Let’s face it. It’s always good to get some positive feedback; and telling others how well they’ve done isn’t exactly a chore. Add to that the fact that there’s plenty of evidence showing the benefits of giving and receiving positive feedback and you would expect our working days to be full of meetings where we share what’s going well.
But that isn’t the reality for most of us. In fact, despite the growing body of research showing that we spend far too much time focusing on the negatives, most of us still prioritise dealing with mistakes over building on what is working. Why is that? It’s easy to blame our inbuilt negativity bias and perhaps that is what sits behind our reticence. It’s almost as though positive feedback is seen as the frivolous icing on the cake, rather than a serious contributor to enhancing success. Perhaps that has something to do with the fact that, for many of us, our experience of receiving positive feedback has been limited to bland, trivial comments like ‘great job, well done’. Or maybe we associate positive feedback with the ‘feedback sandwich’ a technique that sits uncomfortably with many of us. Or is it that we just don’t know how to give positive feedback? After all, there is certainly a skill to it, and it’s not something that is often taught.
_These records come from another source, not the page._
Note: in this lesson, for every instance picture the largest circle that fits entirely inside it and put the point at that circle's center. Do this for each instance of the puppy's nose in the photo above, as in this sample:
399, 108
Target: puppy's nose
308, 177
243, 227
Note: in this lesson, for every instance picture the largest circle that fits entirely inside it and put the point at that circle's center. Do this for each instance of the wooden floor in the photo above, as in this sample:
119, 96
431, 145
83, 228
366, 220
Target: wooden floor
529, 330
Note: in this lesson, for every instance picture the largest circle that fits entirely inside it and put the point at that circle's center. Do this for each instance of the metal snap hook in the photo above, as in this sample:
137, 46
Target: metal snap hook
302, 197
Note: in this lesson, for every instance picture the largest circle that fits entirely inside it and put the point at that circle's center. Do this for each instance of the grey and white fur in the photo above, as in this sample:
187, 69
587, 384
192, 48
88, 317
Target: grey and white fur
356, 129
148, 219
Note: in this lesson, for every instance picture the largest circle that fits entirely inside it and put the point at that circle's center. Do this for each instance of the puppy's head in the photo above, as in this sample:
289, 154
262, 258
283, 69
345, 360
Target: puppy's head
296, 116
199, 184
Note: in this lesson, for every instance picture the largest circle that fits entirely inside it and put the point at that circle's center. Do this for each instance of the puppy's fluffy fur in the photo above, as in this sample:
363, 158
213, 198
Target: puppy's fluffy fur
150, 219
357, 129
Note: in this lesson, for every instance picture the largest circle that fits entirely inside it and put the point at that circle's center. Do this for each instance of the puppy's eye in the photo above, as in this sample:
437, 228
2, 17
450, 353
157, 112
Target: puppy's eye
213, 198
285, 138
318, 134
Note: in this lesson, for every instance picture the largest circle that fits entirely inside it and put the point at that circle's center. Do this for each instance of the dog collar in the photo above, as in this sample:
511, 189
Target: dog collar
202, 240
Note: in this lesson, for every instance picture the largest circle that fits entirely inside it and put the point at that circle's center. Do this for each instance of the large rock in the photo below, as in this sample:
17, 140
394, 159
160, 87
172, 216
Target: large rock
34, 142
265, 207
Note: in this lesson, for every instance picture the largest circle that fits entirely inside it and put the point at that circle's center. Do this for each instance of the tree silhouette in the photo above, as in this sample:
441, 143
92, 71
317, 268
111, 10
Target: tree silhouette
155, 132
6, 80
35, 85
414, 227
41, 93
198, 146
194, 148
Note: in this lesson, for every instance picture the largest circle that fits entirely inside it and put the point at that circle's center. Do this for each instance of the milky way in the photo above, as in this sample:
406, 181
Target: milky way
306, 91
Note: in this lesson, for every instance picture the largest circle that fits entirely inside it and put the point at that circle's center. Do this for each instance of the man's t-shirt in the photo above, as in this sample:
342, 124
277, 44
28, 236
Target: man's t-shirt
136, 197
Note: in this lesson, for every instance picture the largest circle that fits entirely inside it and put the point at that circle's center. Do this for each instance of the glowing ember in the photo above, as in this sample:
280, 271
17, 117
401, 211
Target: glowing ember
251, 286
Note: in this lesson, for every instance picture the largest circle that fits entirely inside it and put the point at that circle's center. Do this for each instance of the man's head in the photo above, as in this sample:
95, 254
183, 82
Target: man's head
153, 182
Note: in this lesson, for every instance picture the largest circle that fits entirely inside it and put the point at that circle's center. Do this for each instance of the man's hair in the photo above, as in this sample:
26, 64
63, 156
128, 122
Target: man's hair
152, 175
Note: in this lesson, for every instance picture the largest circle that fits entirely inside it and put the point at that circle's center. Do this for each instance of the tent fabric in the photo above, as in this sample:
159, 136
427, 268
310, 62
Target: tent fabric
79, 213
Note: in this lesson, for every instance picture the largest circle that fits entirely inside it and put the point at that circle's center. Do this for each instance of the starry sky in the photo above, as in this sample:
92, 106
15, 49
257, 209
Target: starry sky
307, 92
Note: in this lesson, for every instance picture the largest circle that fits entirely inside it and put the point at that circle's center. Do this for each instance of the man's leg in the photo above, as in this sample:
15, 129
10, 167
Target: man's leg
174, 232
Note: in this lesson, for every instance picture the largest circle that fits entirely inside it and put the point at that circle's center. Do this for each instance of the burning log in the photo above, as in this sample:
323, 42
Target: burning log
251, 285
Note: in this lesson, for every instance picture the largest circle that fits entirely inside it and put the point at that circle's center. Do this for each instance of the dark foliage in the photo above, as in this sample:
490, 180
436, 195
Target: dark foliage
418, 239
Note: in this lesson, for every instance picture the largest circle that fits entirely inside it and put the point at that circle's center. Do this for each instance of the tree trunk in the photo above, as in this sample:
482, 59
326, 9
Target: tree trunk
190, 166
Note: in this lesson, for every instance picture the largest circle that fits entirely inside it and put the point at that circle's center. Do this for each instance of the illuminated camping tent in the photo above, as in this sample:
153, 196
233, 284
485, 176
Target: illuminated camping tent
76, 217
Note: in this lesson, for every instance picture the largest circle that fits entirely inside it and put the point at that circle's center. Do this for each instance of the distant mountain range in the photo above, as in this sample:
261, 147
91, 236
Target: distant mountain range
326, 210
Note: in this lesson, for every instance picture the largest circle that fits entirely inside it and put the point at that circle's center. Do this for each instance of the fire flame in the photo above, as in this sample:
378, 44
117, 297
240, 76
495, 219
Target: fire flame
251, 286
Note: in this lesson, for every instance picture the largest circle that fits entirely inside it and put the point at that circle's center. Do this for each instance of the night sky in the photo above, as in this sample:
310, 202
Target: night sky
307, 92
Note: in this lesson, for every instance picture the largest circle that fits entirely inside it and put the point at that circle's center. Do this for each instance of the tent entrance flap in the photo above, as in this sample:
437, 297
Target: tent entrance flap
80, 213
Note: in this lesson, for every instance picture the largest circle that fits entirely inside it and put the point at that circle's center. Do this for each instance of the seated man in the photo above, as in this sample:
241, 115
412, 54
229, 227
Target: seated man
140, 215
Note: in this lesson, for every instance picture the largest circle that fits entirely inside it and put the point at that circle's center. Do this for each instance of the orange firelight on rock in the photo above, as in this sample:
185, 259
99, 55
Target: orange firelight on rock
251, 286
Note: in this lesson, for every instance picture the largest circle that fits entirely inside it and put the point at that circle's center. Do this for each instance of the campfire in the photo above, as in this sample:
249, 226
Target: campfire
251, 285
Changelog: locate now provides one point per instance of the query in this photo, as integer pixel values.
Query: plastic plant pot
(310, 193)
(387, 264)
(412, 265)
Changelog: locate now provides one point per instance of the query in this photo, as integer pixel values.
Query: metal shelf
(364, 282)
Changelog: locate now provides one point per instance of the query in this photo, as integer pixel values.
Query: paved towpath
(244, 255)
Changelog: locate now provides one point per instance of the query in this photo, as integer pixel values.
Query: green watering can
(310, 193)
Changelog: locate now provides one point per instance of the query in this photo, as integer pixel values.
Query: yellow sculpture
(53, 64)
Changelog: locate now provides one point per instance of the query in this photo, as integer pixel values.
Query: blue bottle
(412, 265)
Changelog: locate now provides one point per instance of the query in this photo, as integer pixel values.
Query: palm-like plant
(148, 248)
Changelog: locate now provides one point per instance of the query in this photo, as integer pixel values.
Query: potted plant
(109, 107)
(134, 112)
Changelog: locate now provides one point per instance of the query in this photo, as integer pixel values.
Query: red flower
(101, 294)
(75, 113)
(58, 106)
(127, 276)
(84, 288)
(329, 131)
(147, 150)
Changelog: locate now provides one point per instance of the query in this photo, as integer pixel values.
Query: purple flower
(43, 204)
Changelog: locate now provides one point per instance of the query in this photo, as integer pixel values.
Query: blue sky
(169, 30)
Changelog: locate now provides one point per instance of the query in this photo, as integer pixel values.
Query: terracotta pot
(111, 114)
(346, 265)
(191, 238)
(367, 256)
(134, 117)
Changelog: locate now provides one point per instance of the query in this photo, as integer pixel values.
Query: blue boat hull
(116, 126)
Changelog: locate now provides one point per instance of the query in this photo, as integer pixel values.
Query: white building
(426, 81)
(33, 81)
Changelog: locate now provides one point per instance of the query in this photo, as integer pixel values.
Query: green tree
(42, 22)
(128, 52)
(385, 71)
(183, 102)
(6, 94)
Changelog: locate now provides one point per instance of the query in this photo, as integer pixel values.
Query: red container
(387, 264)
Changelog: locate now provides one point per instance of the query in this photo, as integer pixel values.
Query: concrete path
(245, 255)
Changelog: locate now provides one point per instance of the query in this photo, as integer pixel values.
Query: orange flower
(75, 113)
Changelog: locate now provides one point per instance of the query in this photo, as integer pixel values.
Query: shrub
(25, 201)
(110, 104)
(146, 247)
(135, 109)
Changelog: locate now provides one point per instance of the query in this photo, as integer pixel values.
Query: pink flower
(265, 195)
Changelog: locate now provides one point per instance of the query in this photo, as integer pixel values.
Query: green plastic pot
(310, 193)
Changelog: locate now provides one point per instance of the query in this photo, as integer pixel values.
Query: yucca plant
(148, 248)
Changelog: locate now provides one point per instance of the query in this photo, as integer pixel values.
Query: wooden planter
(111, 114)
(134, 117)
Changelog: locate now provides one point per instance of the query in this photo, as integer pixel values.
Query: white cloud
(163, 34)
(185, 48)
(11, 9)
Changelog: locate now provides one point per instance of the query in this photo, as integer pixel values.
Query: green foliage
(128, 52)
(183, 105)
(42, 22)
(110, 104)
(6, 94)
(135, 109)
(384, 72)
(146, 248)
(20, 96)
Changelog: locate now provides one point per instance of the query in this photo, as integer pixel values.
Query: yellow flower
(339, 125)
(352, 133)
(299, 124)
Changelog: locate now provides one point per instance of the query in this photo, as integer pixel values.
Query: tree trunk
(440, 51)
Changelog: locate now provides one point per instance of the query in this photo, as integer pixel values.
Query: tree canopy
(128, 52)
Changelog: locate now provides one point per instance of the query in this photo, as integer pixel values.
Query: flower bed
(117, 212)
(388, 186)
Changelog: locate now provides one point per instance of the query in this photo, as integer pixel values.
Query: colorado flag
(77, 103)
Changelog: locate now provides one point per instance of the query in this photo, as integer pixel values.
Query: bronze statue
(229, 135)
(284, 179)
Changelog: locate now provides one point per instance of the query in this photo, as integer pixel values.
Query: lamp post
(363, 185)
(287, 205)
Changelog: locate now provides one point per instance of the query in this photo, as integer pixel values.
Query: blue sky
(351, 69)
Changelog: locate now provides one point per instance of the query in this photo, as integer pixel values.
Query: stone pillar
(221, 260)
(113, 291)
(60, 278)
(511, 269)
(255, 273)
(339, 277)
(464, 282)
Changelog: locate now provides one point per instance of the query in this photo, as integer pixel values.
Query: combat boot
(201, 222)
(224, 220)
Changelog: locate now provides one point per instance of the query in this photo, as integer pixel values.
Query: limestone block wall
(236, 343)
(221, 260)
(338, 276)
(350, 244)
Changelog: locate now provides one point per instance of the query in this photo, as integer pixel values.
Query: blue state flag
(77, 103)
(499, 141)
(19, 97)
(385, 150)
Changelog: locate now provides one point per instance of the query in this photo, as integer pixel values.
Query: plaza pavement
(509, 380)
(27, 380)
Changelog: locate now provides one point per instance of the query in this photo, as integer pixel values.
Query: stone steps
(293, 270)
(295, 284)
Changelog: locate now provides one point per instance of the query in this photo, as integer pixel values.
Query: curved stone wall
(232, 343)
Whatever the reason, many of us would benefit from both giving and receiving positive feedback more often. But that feedback should be valuable and useful; so how do we do that?
Make it authentic – A key reason people dislike the positive-negative-positive feedback sandwich is it feels disingenuous; like we’re using the positive to cushion the impact of the negative, rather than giving positive feedback because we mean it! Any feedback you give will have much greater impact on the receiver if it is genuine. For most of us, to be able to give more good quality positive feedback we need to pay more attention to people’s strengths. Try to spend more time concentrating on noticing what people are doing well.
Make it specific and detailed – If you want the feedback you give to make a difference to someone’s future performance then you need to make it clear exactly what it was you appreciated about what they did. ‘Great job, well done’ is nice to hear but is pretty useless developmental feedback! Make sure you back up any generic compliment by giving detailed, specific comments. That way the person knows what to do again next time.
Share the impact – It’s not just about explaining what the person did so well, it’s also about why and how it made a difference. There is lots of wisdom and research showing the importance of people feeling connected to the bigger picture, both in terms of the impact it has on their performance and engagement levels. Explaining to people how their actions had a positive impact will make them feel good and will help them to understand how to keep having that impact.
Keep it separate – Given that we do have an inbuilt negativity bias, it’s often best to separate out the positive and negative feedback altogether. Don’t try to give both in the same sitting unless you really have to. Giving even a hint of the things you didn’t like is likely to strongly sway the feedback message the person takes away. For someone to really benefit from the impact of strengths-based feedback it’s much better if they can wholly focus on strengths for a while. I’m not saying the negative messages shouldn’t be given or that they aren’t important – just that they should be given separately.